The COVID-19 pandemic resulted in limited opportunities for medical students to assess patients in the Surgical Assessment Unit (SAU) at an acute teaching hospital. Inadequate exposure to acute surgical conditions affected student-reported confidence and preparedness for Objective Structured Clinical Examination (OSCE). We hypothesized that simulation-based teaching during the pandemic could supplement disrupted learning [1] and improve patient safety [2].
The aim of the study was to address the quality dimension of patient safety. This Quality Improvement Project (QIP) was designed to increase student confidence by 50% in the assessment and management of acute surgical conditions, and preparedness for OSCE.
The educational intervention ‘Simulated SAU’, consisting of scenarios based on common acute surgical presentations, was co-designed with project champion, placement lead, teaching fellows and medical education department, utilizing transformational leadership. Model for improvement approach was utilized with Plan-Do-Study-Act (PDSA) cycles. During the first PDSA cycle, intervention was delivered over 3-hour sessions in March 2021 to 12 third-year medical students, through the use of simulated patients. The second cycle encompassed integration of learning points including amended scenario and debrief timings, and improved questionnaires, delivered in April 2021 to a further 11 third-year medical students. Students completed paired 14-item pre- and post-intervention paper questionnaires consisting of 5-point Likert scale questions on confidence and preparedness. The Wilcoxon signed-rank test was used for statistical analysis, with a p-value of <0.05 considered statistically significant.

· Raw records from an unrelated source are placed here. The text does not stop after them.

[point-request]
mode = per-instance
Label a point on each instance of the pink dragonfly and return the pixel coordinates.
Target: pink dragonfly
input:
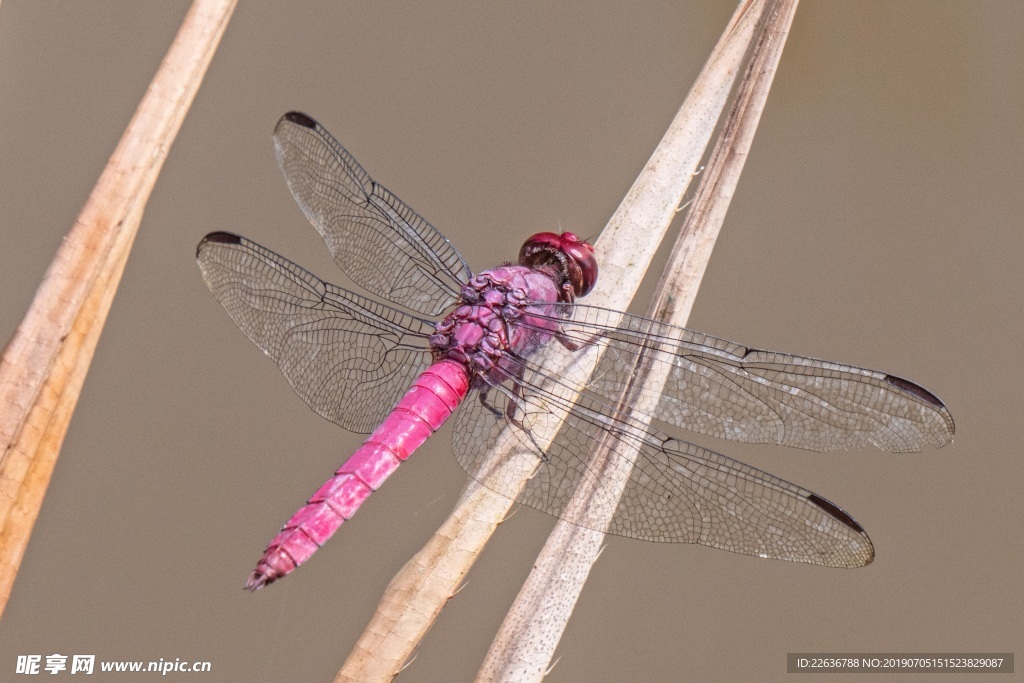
(363, 364)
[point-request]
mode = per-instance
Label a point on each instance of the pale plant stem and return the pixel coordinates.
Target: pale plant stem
(44, 365)
(419, 591)
(524, 645)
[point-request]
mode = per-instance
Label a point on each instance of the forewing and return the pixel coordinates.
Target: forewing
(349, 357)
(677, 492)
(375, 239)
(723, 389)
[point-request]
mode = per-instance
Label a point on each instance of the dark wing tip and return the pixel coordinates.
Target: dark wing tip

During the first cycle, student-reported median confidence in assessment increased by 50% (p = 0.01), and in management by 66.7% (p = 0.02). Students felt 50% more prepared for OSCE assessment (p = 0.02). During second cycle, median confidence in assessment increased by 100% (p = 0.003), in management by 100% (p = 0.004), and students felt 50% more prepared for OSCE assessment (p = 0.015). 100% of students felt simulated SAU is useful and future sessions would further enhance surgical learning.
The QIP achieved its aim to increase student confidence with statistically significant differences, through a high-fidelity simulation intervention. Through QI methodology and leadership for improvement, this QIP has successfully bridged the educational gap resulting from the pandemic, with emphasis on delivering safe patient care. Next steps encompass integration of learning points over the following PDSA cycle, engagement of new staff and resource sharing for future implementation and sustainability. Simulated SAU intervention is low-cost, requires minimal staff and is simple to deliver, hence has the potential to become integrated within medical education across numerous educational settings and enhance patient safety.